The Grand Ethiopian Renaissance Dam (GERD or Taehige; Amharic: ታላቁ የኢትዮጵያ ሕዳሴ ግድብ? Tālāqu ye-Ītyōppyā Hidāsē Gidib ), formerly known as the Millennium Dam and sometimes referred to as Hidase Dam, is a gravity dam on the Blue Nile River in Ethiopia currently under construction. It is in the Benishangul-Gumuz Region of Ethiopia, about 15 km (9 mi) east of the border with Sudan.[3] At 6,000 MW, the dam will be the largest hydroelectric power plant in Africa when completed, as well as the 11th largest in the world sharing the spot with the Krasnoyarsk Dam.[4] The storage reservoir has a surface area of 1561 km² at level of 640 m, i.e. 146 m behind the dam which holds a large volume of water equal to 79 billion m³.[5][6] According to the Ethiopian government, as of October 2014, the dam is 40% complete.[7]
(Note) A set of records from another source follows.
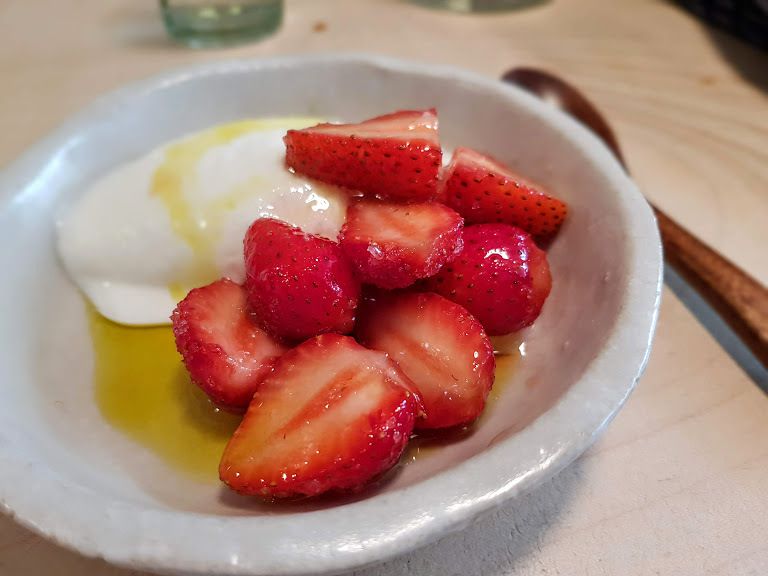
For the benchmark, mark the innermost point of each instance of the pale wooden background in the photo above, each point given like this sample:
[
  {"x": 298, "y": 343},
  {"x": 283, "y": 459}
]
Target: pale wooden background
[{"x": 679, "y": 482}]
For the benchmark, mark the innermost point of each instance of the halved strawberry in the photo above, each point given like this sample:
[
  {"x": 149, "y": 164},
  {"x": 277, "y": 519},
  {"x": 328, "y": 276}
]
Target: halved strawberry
[
  {"x": 440, "y": 347},
  {"x": 483, "y": 190},
  {"x": 500, "y": 276},
  {"x": 393, "y": 245},
  {"x": 396, "y": 156},
  {"x": 299, "y": 285},
  {"x": 224, "y": 350},
  {"x": 332, "y": 416}
]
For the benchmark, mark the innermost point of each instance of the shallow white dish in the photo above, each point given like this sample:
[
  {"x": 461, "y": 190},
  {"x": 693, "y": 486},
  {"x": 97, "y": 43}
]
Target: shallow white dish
[{"x": 65, "y": 473}]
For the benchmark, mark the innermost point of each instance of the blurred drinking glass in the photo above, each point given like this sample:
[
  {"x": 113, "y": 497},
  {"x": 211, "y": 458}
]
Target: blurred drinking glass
[
  {"x": 477, "y": 5},
  {"x": 209, "y": 23}
]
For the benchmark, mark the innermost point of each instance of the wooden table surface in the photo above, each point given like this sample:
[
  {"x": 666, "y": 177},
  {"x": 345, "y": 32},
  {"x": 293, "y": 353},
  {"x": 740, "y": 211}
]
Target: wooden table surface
[{"x": 679, "y": 482}]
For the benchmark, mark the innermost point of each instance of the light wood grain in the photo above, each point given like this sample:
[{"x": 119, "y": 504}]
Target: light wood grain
[{"x": 677, "y": 483}]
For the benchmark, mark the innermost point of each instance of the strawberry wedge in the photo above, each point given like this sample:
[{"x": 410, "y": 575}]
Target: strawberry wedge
[
  {"x": 394, "y": 245},
  {"x": 483, "y": 190},
  {"x": 332, "y": 416},
  {"x": 395, "y": 157},
  {"x": 226, "y": 353},
  {"x": 299, "y": 285},
  {"x": 501, "y": 276},
  {"x": 440, "y": 347}
]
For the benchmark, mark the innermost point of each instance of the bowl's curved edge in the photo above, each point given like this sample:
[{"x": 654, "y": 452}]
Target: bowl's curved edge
[{"x": 142, "y": 546}]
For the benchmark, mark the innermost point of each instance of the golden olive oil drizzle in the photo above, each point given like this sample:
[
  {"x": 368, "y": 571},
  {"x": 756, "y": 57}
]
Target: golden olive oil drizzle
[
  {"x": 175, "y": 181},
  {"x": 143, "y": 390}
]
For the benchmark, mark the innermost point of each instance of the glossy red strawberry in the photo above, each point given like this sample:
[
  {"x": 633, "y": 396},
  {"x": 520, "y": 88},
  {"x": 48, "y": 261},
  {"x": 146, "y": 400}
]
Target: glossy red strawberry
[
  {"x": 440, "y": 347},
  {"x": 396, "y": 156},
  {"x": 483, "y": 190},
  {"x": 332, "y": 416},
  {"x": 299, "y": 285},
  {"x": 224, "y": 350},
  {"x": 500, "y": 276},
  {"x": 393, "y": 245}
]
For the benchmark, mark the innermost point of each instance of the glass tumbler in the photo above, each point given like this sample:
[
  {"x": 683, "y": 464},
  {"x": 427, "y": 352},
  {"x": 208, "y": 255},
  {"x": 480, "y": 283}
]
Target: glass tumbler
[
  {"x": 210, "y": 23},
  {"x": 477, "y": 5}
]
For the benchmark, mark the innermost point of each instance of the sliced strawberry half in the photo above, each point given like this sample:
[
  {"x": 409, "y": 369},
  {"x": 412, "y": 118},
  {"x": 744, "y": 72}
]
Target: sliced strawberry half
[
  {"x": 331, "y": 417},
  {"x": 299, "y": 285},
  {"x": 483, "y": 190},
  {"x": 224, "y": 350},
  {"x": 396, "y": 156},
  {"x": 440, "y": 346},
  {"x": 500, "y": 276},
  {"x": 393, "y": 245}
]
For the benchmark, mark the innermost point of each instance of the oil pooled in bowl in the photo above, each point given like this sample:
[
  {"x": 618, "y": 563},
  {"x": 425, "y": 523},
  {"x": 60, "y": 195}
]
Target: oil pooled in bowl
[{"x": 143, "y": 390}]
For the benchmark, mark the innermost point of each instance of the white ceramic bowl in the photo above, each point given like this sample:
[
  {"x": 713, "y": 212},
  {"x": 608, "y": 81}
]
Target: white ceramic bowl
[{"x": 66, "y": 474}]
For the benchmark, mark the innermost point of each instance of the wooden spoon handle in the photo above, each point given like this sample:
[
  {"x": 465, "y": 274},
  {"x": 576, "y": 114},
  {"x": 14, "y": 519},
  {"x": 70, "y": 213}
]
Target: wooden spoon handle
[{"x": 739, "y": 299}]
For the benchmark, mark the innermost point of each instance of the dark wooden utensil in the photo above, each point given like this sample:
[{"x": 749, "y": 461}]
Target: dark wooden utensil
[{"x": 739, "y": 299}]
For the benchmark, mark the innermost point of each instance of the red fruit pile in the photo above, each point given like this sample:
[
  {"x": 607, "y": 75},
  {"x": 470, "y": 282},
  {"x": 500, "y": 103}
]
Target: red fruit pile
[{"x": 329, "y": 412}]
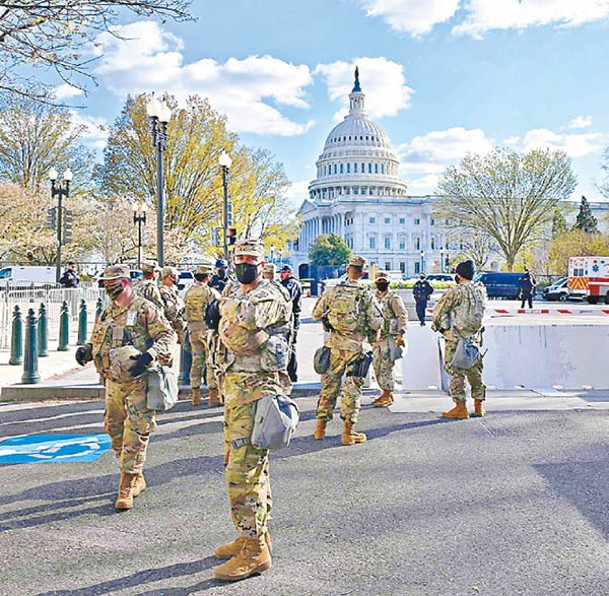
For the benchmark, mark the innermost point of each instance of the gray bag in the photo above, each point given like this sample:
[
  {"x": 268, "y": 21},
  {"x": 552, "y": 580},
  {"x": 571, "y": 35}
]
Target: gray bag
[
  {"x": 162, "y": 390},
  {"x": 275, "y": 420},
  {"x": 466, "y": 354}
]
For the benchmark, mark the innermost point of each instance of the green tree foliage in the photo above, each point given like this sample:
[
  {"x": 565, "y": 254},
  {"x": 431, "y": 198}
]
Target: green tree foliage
[
  {"x": 507, "y": 195},
  {"x": 329, "y": 249},
  {"x": 57, "y": 36},
  {"x": 585, "y": 221}
]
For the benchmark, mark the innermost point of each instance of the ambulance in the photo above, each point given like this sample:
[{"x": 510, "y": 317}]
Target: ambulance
[{"x": 589, "y": 277}]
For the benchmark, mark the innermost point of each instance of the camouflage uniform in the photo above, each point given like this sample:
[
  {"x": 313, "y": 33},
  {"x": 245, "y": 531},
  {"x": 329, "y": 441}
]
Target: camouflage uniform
[
  {"x": 196, "y": 300},
  {"x": 128, "y": 421},
  {"x": 395, "y": 321},
  {"x": 252, "y": 353},
  {"x": 354, "y": 317},
  {"x": 458, "y": 313}
]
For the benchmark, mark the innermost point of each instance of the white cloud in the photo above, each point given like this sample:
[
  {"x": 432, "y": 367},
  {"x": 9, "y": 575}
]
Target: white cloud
[
  {"x": 487, "y": 15},
  {"x": 581, "y": 122},
  {"x": 381, "y": 80},
  {"x": 248, "y": 91},
  {"x": 574, "y": 145},
  {"x": 412, "y": 16}
]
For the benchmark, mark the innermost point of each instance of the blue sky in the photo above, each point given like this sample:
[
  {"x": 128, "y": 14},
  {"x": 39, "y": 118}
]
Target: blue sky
[{"x": 442, "y": 77}]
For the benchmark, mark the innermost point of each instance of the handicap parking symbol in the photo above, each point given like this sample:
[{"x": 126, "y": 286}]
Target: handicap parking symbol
[{"x": 53, "y": 449}]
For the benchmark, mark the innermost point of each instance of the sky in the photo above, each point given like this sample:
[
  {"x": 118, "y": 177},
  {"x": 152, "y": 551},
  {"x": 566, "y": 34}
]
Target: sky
[{"x": 442, "y": 77}]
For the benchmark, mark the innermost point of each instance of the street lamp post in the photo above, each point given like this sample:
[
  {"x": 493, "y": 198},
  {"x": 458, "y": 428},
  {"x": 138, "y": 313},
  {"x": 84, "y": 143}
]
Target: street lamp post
[
  {"x": 159, "y": 114},
  {"x": 225, "y": 162},
  {"x": 59, "y": 190},
  {"x": 139, "y": 219}
]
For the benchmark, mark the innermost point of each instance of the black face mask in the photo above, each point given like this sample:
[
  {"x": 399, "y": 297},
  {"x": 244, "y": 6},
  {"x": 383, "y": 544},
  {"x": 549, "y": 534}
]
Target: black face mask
[{"x": 246, "y": 273}]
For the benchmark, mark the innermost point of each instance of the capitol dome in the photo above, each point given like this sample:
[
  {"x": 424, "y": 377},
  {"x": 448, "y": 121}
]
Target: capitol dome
[{"x": 357, "y": 159}]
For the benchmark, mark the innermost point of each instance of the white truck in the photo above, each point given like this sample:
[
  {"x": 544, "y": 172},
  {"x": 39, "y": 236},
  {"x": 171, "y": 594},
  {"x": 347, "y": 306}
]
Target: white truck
[
  {"x": 27, "y": 276},
  {"x": 589, "y": 277}
]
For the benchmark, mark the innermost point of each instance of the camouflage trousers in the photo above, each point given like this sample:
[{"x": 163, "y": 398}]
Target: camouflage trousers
[
  {"x": 200, "y": 360},
  {"x": 457, "y": 375},
  {"x": 128, "y": 422},
  {"x": 247, "y": 468},
  {"x": 383, "y": 364},
  {"x": 350, "y": 392}
]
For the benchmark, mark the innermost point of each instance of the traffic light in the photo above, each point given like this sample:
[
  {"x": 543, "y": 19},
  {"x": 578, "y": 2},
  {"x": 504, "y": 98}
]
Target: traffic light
[
  {"x": 232, "y": 236},
  {"x": 68, "y": 221},
  {"x": 51, "y": 218}
]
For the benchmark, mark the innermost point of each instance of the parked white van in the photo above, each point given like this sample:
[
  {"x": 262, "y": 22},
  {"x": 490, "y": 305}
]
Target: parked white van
[{"x": 15, "y": 275}]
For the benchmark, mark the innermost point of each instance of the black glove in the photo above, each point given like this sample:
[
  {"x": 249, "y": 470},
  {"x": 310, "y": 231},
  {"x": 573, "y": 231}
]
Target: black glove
[
  {"x": 141, "y": 364},
  {"x": 83, "y": 354}
]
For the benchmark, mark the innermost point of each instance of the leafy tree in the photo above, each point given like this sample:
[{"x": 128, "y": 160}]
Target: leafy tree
[
  {"x": 509, "y": 196},
  {"x": 57, "y": 36},
  {"x": 36, "y": 137},
  {"x": 585, "y": 221},
  {"x": 329, "y": 249}
]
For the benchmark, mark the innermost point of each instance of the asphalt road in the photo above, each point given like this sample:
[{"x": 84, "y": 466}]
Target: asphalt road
[{"x": 512, "y": 504}]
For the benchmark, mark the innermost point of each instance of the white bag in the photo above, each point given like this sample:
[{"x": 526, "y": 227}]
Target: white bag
[{"x": 275, "y": 420}]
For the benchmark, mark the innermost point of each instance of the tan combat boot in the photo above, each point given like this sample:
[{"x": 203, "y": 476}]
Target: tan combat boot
[
  {"x": 320, "y": 429},
  {"x": 214, "y": 399},
  {"x": 196, "y": 396},
  {"x": 350, "y": 437},
  {"x": 226, "y": 551},
  {"x": 384, "y": 400},
  {"x": 479, "y": 410},
  {"x": 125, "y": 492},
  {"x": 459, "y": 411},
  {"x": 254, "y": 557},
  {"x": 140, "y": 484}
]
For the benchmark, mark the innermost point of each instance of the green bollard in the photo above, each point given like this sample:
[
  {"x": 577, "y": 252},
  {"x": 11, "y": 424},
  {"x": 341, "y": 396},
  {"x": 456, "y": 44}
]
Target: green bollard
[
  {"x": 17, "y": 338},
  {"x": 43, "y": 328},
  {"x": 82, "y": 324},
  {"x": 31, "y": 376},
  {"x": 64, "y": 332}
]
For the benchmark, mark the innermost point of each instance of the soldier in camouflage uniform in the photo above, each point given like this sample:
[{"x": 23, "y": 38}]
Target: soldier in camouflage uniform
[
  {"x": 391, "y": 337},
  {"x": 352, "y": 315},
  {"x": 458, "y": 313},
  {"x": 147, "y": 286},
  {"x": 129, "y": 336},
  {"x": 252, "y": 354},
  {"x": 173, "y": 306},
  {"x": 198, "y": 297}
]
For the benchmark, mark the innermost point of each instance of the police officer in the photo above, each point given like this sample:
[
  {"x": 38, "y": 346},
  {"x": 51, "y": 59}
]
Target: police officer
[
  {"x": 251, "y": 355},
  {"x": 198, "y": 297},
  {"x": 295, "y": 290},
  {"x": 173, "y": 306},
  {"x": 130, "y": 335},
  {"x": 147, "y": 286},
  {"x": 458, "y": 314},
  {"x": 391, "y": 337},
  {"x": 219, "y": 279},
  {"x": 352, "y": 315}
]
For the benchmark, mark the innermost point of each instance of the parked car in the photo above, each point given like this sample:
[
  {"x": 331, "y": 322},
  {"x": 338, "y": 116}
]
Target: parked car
[
  {"x": 557, "y": 291},
  {"x": 501, "y": 285}
]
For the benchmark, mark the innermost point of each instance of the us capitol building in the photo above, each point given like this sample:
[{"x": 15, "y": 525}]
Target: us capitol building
[{"x": 359, "y": 196}]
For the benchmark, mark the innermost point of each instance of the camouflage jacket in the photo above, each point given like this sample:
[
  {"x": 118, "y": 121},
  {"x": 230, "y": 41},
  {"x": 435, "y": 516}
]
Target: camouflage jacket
[
  {"x": 353, "y": 314},
  {"x": 254, "y": 329},
  {"x": 149, "y": 289},
  {"x": 459, "y": 312},
  {"x": 173, "y": 307},
  {"x": 395, "y": 316},
  {"x": 141, "y": 324},
  {"x": 197, "y": 299}
]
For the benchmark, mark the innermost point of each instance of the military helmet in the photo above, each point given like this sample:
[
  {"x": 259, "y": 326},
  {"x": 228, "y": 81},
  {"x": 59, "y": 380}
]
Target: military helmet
[{"x": 121, "y": 362}]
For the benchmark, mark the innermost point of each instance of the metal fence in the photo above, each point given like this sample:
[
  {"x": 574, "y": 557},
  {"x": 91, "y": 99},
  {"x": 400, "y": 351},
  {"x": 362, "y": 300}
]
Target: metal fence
[{"x": 52, "y": 298}]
The potential impacts of the dam have been the source of severe regional controversy. The Government of Egypt, a country which relies heavily on the waters of the Nile, has demanded that Ethiopia cease construction on the dam as a preconditions to negotiations, sought regional support for its position, and some political leaders have discussed methods to sabotage it.[8] Egypt has planned a diplomatic initiative to undermine support for the dam in the region as well as in other countries supporting the project such as China, Italy, and Norway.[9] However, other nations in the Nile Basin Initiative have expressed support for the dam, including Sudan, the only other nation downstream of the Blue Nile, which has accused Egypt of inflaming the situation.[10] Ethiopia denies that the dam will have a negative impact on downstream water flows and contends that the dam will in fact increase water flows to Egypt by reducing evaporation on Lake Nasser.[11] It has accused Egypt of being unreasonable; Egypt is demanding to increase its share of the Nile's water flow from 66% to 90%.[11]

Background

The eventual site for the Grand Ethiopian Renaissance Dam was identified by the United States Bureau of Reclamation during a Blue Nile survey conducted between 1956 and 1964. The Ethiopian Government surveyed the site in October 2009 and August 2010. In November 2010, a design for the dam was submitted.[1] On 31 March 2011, a day after the project was made public, a US$4.8 billion contract was awarded without competitive bidding to Salini Costruttori and the dam's foundation stone was laid on 2 April 2011 by then Prime Minister Meles Zenawi.[12] A rock crushing plant has been constructed along with a small air strip for fast transportation.[13] The first two generators are expected to become operational after 44 months of construction.[14] Egypt, which lies downstream, opposes the dam which it believes will reduce the amount of water that it gets from the Nile.[15] Zenawi argued, based on an unnamed study, that the dam would not reduce water availability downstream and would also regulate water for irrigation.[14] In May 2011, it was announced that Ethiopia would share blueprints for the dam with Egypt so the downstream impact could be examined.[16]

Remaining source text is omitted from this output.